A 75.0 kg person bends his knees and then jumps straight up. After his feet leave the floor, his motion is unaffected by air resistance and his center of mass rises by a maximum of 13.5 cm. Model the floor as completely solid and motionless. With what momentum does the person leave the floor ?
To find the momentum with which the person leaves the floor, we can apply the principle of conservation of momentum. According to this principle, the total momentum before and after the jump remains the same, assuming no external forces are acting.
The initial momentum of the person can be calculated using the concept of gravitational potential energy. When the person jumps, the gravitational potential energy is converted into kinetic energy, which is then shared as momentum.

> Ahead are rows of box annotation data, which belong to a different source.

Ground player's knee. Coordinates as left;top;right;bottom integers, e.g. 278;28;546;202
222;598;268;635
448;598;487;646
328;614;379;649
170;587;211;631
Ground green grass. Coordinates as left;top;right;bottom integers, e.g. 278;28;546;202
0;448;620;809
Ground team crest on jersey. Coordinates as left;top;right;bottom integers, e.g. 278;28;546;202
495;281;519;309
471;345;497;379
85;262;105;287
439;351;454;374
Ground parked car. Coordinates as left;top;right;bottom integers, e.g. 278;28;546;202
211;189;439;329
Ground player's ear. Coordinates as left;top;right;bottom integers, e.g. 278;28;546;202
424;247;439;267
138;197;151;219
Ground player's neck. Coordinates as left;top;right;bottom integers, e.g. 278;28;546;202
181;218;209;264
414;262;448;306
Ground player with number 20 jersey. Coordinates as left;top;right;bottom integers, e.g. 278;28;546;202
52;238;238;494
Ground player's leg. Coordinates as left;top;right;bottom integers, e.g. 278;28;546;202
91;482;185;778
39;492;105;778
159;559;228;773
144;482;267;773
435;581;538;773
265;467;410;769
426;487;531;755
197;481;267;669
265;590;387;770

First, let's calculate the change in potential energy when the person's center of mass rises by 13.5 cm. The change in potential energy (ΔPE) is given by the formula:
ΔPE = m * g * h
where m is the mass of the person (75.0 kg), g is the acceleration due to gravity (9.8 m/s²), and h is the vertical displacement (13.5 cm = 0.135 m).
ΔPE = 75.0 kg * 9.8 m/s² * 0.135 m
ΔPE = 98.35 J
This change in potential energy is equal to the change in kinetic energy and momentum. So, we can write:
ΔPE = ΔKE = Δp
Now, let's solve for the momentum (p):
p = Δp
p = ΔPE
p = 98.35 kg·m²/s
Therefore, the person leaves the floor with a momentum of 98.35 kg·m²/s.